Author: Nilson Mello

Source: O Globo, 20/09/2007

Data from the Brazilian Institute of Geography and Statistics (IBGE) reveal that Brazilian companies paid an extraordinary amount of R $ 2007 million in taxes in the first half of the year in the first quarter of 953,5. That's right: practically 1 billion a day!

The heavy tax burden has strong side effects. Calculations by the Competition Ethics Institute (ETCO) indicate that tax evasion in the country already reaches 30% of the Gross Domestic Product-GDP, according to the newspaper O Estado de São Paulo in its September 9 edition.

The study gave academic clothing to something that is widely and well known: in certain sectors of the economy, especially commerce, the survival of the entrepreneur - the one who generates jobs, income and economic growth - is conditioned to some degree of informality, a pitiful deviation and which is a direct result of the voracity of a wasteful state.

The 2008 Budget proposal, sent by the government to Congress at the beginning of September, foresees an increase in the tax burden by 0,55% of GDP, equivalent to 15,1 billion, to face an increase of 10,9% expenses (attention: expenses, not investments).

According to the proposal, 56.348 employees will be hired for the federal public service. Of these, 28.979 will occupy new positions in the Union, that is, functions that did not exist and were created within what the government calls "career restructuring" of the federal machine.

Since 2003, 94 thousand civil servants have been hired, not counting those from the 2007/2008 harvest, and without considering commissioned positions.
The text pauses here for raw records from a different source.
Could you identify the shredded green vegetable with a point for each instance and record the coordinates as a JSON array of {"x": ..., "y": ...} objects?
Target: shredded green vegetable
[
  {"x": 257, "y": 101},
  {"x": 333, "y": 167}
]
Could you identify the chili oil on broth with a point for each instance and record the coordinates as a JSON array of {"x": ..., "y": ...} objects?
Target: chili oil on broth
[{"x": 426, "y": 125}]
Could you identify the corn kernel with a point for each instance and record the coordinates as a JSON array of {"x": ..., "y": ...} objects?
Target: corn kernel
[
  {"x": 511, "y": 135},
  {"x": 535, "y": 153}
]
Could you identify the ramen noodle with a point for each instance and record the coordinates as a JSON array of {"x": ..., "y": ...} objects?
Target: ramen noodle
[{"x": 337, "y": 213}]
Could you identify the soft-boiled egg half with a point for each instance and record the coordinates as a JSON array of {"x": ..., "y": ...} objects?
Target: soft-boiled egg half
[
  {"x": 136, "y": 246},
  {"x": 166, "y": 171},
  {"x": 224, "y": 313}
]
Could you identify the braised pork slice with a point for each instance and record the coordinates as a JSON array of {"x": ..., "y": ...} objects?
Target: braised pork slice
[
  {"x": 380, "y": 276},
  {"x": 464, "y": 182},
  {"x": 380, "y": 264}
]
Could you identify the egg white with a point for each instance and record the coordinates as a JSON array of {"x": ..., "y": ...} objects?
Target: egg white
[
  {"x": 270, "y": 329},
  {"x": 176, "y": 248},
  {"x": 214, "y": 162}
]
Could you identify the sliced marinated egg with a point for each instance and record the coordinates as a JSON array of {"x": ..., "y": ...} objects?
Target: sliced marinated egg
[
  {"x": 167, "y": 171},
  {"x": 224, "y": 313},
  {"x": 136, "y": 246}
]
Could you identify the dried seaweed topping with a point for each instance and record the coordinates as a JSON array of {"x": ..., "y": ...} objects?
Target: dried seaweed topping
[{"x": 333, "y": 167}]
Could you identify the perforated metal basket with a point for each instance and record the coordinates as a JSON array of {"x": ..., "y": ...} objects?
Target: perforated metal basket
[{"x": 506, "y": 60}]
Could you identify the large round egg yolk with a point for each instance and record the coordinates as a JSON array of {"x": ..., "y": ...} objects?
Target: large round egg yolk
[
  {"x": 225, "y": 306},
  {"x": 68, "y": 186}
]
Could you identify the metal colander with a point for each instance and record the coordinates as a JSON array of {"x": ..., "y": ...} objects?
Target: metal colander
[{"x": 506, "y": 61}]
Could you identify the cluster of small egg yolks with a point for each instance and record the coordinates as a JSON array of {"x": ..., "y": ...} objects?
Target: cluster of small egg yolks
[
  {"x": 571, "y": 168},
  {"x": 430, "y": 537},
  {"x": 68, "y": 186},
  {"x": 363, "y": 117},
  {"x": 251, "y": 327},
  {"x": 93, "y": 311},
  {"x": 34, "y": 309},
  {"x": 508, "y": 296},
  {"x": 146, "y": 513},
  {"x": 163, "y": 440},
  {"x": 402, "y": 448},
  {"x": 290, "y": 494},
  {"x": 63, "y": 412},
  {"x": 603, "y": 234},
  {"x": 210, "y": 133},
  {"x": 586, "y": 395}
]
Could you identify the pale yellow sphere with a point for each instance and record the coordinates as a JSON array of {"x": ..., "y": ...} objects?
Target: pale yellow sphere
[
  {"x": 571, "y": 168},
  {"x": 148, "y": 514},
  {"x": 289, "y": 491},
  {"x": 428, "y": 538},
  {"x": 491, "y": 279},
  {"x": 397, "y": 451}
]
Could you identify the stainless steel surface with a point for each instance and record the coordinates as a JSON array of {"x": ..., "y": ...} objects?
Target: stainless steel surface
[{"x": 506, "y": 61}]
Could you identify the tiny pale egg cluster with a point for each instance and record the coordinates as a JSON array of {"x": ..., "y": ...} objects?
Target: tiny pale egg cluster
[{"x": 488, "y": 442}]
The new hires provided for in the budget will cost, annually, R $ 3,4 billion. The staff of the Três Poderes, at the federal level, will reach R $ 130 billion as of next year. In 1995, it was R $ 35 billion, according to the newspaper O Globo on September 4th.

The payment for servers already consumes 40% of the total taxes collected in the country, according to some estimates. Government of the Union, States and municipalities disburse R $ 308 billion annually with personnel, according to the National Treasury Secretariat. It is known that Brazilians work four and a half months a year to pay taxes.

There is a perverse logic in Brazil: the private sector improves its productivity while the public sector dedicates itself to opulence. What would happen if all of us, businessmen and workers in the private sector, transferred the means of production to the State and became public or state employees? (Incidentally, this is possibly the undisputed desire of ideologues in this government). The result would certainly be the country's economic unfeasibility.

The assumption of economic development, which brings social development in tow, is efficiency in production, which is associated with market rules - capitalist rules.

The State that truly works for development is the State that, in addition to simplifying the entrepreneur's life, uses the tax revenue resulting from economic activity to generate more work and income, through investments in strategic sectors.

By creating more and more public jobs, increasing more and more the tax burden and not looking after its revenues, the government uses market efficiency, expressed by the productive sector, against this same sector and against the Brazilian economy itself.

As the contributory capacity is at its limit, there will soon be no place to hang the account. Simply because, as stated, companies that produce wealth are companies, not the state. And so it will be, even if a future PT Congress decides to declare the opposite.

The good performance of the Brazilian economy, reported in the last week, is mainly due to the stability started in the era of the real and the persistent growth of the global economy. The government should take advantage of this good performance, which helps to boost its tax revenues, to expand investments, instead of multiplying job hangers.